L'incendie de Notre-Damedossier
Le principe d’une reconstruction conforme à l’apparence voulue par Viollet-le-Duc est désormais acté, et même soutenu, par Emmanuel Macron. Exit donc le «geste architectural» qu’il avait appelé de ses vœux dès le surlendemain de l’incendie.
par Bernadette Sauvaget
publié le 9 juillet 2020 à 20h16

L'affaire est (presque) entendue : Notre-Dame de Paris sera restaurée à l'identique. A l'horizon de 2024, le ciel parisien devrait retrouver la flèche de la cathédrale sur le modèle de celle édifiée par l'architecte Eugène Viollet-le-Duc au milieu du XIXe siècle. Exit les audaces promises par Emmanuel Macron au lendemain de l'incendie qui a ravagé la cathédrale, dans la nuit du 15 au 16 avril 2019, détruisant la toiture, la charpente médiévale et la flèche. Enterrée aussi, l'idée d'un concours international d'architectes. Roselyne Bachelot, fraîchement nommée ministre de la Culture, a éventé les décisions et clos le débat avant qu'il ne s'engage. «Un large consensus se dégage dans l'opinion publique et chez les décideurs […] pour une reconstruction à l'identique», a-t-elle déclaré, jeudi matin, au micro de France Inter.

Prudente, elle a précisé que le mot final reviendrait au président de la République. Certes. Mais, à l'Elysée, l'entourage du chef de l'Etat a fait savoir, dans la journée, qu'Emmanuel Macron avait déjà avalisé la construction d'une flèche identique à la précédente. En précisant également qu'«il se ralliera aux décisions des experts sur les options concernant la charpente et la toiture, les matériaux qui seront employés pour les reconstruire».

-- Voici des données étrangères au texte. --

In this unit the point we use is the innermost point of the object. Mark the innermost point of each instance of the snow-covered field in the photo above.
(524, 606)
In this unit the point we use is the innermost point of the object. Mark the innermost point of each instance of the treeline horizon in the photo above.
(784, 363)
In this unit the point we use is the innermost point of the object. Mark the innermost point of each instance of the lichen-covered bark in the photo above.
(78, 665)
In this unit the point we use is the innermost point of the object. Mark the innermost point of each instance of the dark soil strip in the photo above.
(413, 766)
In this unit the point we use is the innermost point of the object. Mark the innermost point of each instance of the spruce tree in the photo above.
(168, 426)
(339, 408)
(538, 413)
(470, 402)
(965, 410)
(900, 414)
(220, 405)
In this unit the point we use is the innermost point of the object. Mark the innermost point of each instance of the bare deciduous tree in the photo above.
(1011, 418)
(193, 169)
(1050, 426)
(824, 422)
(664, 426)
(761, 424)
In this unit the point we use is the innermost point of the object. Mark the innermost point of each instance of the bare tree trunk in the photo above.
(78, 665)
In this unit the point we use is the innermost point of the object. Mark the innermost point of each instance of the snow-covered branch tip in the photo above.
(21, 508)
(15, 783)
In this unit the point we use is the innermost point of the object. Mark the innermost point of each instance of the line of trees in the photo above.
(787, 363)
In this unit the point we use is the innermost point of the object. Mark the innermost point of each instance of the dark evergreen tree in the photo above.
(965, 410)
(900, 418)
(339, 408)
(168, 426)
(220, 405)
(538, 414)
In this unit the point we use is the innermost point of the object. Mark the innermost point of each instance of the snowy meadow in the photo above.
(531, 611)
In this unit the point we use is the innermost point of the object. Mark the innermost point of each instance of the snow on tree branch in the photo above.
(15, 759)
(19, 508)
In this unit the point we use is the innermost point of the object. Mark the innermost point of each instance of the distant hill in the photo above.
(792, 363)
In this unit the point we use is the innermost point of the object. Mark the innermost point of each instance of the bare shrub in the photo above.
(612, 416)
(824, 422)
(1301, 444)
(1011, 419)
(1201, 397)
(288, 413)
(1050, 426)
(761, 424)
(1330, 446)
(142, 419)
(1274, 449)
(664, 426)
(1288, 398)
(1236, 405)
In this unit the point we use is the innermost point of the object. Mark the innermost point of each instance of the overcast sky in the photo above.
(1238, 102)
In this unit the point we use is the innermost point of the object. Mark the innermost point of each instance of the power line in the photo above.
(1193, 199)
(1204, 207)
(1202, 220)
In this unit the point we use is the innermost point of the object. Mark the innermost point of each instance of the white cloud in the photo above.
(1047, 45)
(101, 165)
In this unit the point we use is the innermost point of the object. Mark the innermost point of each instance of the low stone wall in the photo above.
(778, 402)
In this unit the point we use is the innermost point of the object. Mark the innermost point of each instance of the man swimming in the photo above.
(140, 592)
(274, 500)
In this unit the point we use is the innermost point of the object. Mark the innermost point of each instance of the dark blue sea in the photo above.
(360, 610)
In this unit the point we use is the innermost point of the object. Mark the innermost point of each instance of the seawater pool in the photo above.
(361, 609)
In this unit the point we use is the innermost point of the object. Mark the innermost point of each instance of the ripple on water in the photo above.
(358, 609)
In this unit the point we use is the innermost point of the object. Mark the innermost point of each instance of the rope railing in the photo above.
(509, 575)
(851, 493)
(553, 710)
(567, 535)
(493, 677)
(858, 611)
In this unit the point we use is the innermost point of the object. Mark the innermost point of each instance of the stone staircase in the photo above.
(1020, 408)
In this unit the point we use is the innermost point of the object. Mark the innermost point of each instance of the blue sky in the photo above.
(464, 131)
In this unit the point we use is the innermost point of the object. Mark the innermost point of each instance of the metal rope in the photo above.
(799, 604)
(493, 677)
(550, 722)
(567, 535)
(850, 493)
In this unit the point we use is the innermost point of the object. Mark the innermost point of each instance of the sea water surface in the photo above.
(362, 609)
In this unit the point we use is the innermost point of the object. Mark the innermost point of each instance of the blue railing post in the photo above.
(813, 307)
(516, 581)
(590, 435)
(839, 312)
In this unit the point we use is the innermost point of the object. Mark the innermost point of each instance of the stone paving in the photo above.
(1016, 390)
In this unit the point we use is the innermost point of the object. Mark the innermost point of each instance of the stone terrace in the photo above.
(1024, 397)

De façon un peu discourtoise, l'intrépide Roselyne Bachelot a aussi coupé l'herbe sous le pied de la Commission nationale du patrimoine et de l'architecture (CNPA), présidée par Jean-Pierre Leleux, sénateur (LR) des Alpes-Maritimes. Jeudi après-midi, celle-ci entendait Philippe Villeneuve, architecte en chef des monuments historiques et «gardien» de la cathédrale, et le général Jean-Louis Georgelin, homme de l'Elysée sur le chantier et président de l'établissement public chargé de la conservation et de la restauration du monument. S'appuyant sur un lourd rapport de près de 3 000 pages (résumé il y a quelque temps à Emmanuel Macron), le général Georgelin et Philippe Villeneuve ont défendu des options claires : restituer la cathédrale dans son dernier état connu, c'est-à-dire celui de la restauration menée par Viollet-le-Duc de 1844 à 1864. En fin de journée, la CNPA a approuvé à l'unanimité, selon l'un de ses membres, les propositions de l'architecte en chef. «Cela correspond aux engagements internationaux de la France», souligne un expert du patrimoine, se référant à la charte de Venise, un traité adopté en 1964. Ce choix implique la construction d'une flèche identique à la précédente, d'une nouvelle charpente en bois et d'une toiture en plomb.

Propositions farfelues

Ce dernier point risque, selon plusieurs spécialistes, de susciter la polémique à cause de la pollution qu'a entraînée l'incendie d'avril 2019. Pour le reste, le consensus paraît garanti. «Les matériaux utilisés participent de l'équilibre général de la cathédrale», expliquent les experts, nombreux à plaider pour une charpente en bois.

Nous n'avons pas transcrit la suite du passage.